A group of scientists standing on a glacier in Greenland.
Researchers are taking samples from the western edge of the Greenland Ice Sheet. (Arwyn Edwards/Tristram Irvine-Fynn, University of Aberystwyth)

Earlier this year, scientists realized that Arctic ice is already thinning faster than expected. Other research suggests that some glaciers have already past a tipping point where meltwater slows to a trickle as glacial runoff steadily decreases.

Microbes in meltwater can fertilize downstream ecosystems, but these may be sensitive environments or catchments used by communities that rely on glacial runoff as a source of water.

The researchers didn’t study individual strains of bacteria, only estimate their combined biomass, so they couldn’t identify any species that might pose a threat to human health – or whether the microbes were active, dormant, damaged or dead.

“The risk is probably very low, but it requires careful assessment,” Edwards said. Told Stefan Messenger at the BBC.

Without further studies, we also don’t know how the sudden influx of microbes could contribute to further environmental changes. The researchers expect this could have a profound effect on the productivity and biodiversity of microbial communities, as well as on biogeochemical cycles.

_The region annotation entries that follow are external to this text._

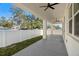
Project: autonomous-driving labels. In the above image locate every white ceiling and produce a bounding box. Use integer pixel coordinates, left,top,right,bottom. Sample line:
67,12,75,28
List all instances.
15,3,66,22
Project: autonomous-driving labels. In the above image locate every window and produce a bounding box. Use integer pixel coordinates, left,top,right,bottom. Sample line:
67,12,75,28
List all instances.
74,3,79,13
69,20,72,33
74,13,79,37
69,5,72,19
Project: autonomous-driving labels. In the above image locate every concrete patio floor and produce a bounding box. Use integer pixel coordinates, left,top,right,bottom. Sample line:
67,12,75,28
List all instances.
13,35,68,56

Additionally, bacteria and algae found in icy environments typically contain pigments to protect themselves from the sun’s harmful rays. But these pigments, by absorbing solar energy, could add to the warming already accelerating glacial ice loss.

While more research is needed to assess the downstream effects of microbial-laden glacier meltwater, these warnings should not be taken lightly. Human thirst for water and ceaseless industrial activity have reshaped the global water cycle in a way that we are only just beginning to understand.

“Over the coming decades, the predicted ‘water peak’ of Earth’s mountain glaciers means that we need to improve our understanding of the state and fate of glacier surface ecosystems,” said glaciologist and study author Tristram Irvine-Fynn at Aberystwyth University.

“With a better understanding of this image, we could better predict the effects of climate change on glacial surfaces and watershed biogeochemistry.

The study was published in Earth & Environment Communications.